Currently under development by RKK Energia, the Federation spacecraft is planned to by completed by 2021. Besides the first test flight, one uncrewed mission, as well as one test mission of a crewed variant of the vehicle are scheduled for 2023.
RKK Energia has lately tested the spacecraft’s crew-machine interface elements on a unique ergonomic simulator in May 2016. During these tests, the company checked out launch, insertion, autonomous flight, and docking processes. The engineers also examined the flight phase toward an orbiting space station as well as circumlunar trajectories.
Federation spacecraft will measure some 20 feet (6.1 meters) in length and have a mass of approximately 14.4 metric tons. It should be capable of delivering people and cargo to the Moon and to space stations positioned in a low-Earth orbit (LEO). The spacecraft will replace the country’s flagship Soyuz vehicle and the cost of its development is estimated to be about $734 million over the next six years.
An Angara-A5P heavy rocket will be used to deliver the Federation spacecraft into orbit. After launch, the capsule will be able to operate autonomously for up to 30 days, with the possibility of staying attached to the ISS for up to one year.

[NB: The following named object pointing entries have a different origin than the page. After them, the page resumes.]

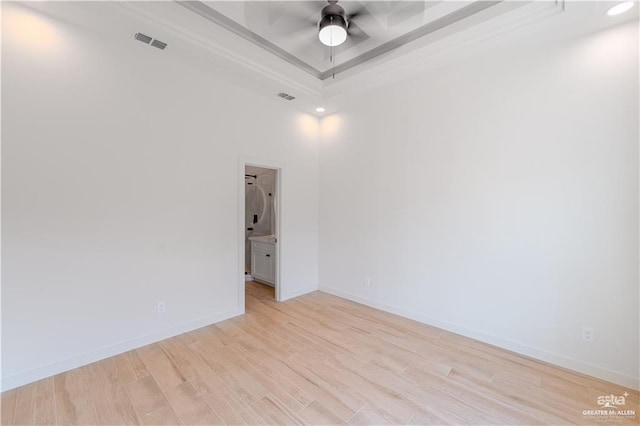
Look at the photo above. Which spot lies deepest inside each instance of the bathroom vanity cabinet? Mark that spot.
(263, 260)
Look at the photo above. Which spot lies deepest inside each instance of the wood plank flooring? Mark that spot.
(316, 359)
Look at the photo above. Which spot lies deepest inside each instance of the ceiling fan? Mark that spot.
(333, 27)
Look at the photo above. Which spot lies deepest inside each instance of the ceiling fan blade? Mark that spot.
(282, 18)
(404, 10)
(391, 13)
(356, 35)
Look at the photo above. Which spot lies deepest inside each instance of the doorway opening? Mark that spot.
(260, 231)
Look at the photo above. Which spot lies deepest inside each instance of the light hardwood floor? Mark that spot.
(316, 359)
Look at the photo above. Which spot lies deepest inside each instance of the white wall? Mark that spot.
(498, 198)
(120, 188)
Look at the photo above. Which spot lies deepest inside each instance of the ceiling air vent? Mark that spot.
(285, 96)
(143, 38)
(150, 40)
(160, 45)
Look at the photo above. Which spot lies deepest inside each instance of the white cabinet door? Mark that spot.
(263, 265)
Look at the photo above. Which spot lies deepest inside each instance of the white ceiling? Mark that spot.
(289, 29)
(214, 47)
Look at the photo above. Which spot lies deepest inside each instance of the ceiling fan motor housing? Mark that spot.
(333, 14)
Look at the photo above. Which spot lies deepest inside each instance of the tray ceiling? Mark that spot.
(288, 29)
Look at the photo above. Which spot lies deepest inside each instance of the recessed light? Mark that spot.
(620, 8)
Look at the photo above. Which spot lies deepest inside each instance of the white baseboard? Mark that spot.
(296, 293)
(35, 374)
(542, 355)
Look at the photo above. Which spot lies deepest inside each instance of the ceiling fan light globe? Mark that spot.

In June 2016, Roscosmos revealed a bold plan to send cosmonauts to the Moon aboard Federation, on a regular basis as soon as 2025. The officials announced that the spacecraft could carry out one or two manned launches yearly in order to transport humans to lunar orbit. This ambitious plan includes manned landings on the lunar surface and sending cosmonauts on a trip beyond the Moon’s orbit to the so-called Lagrangian points.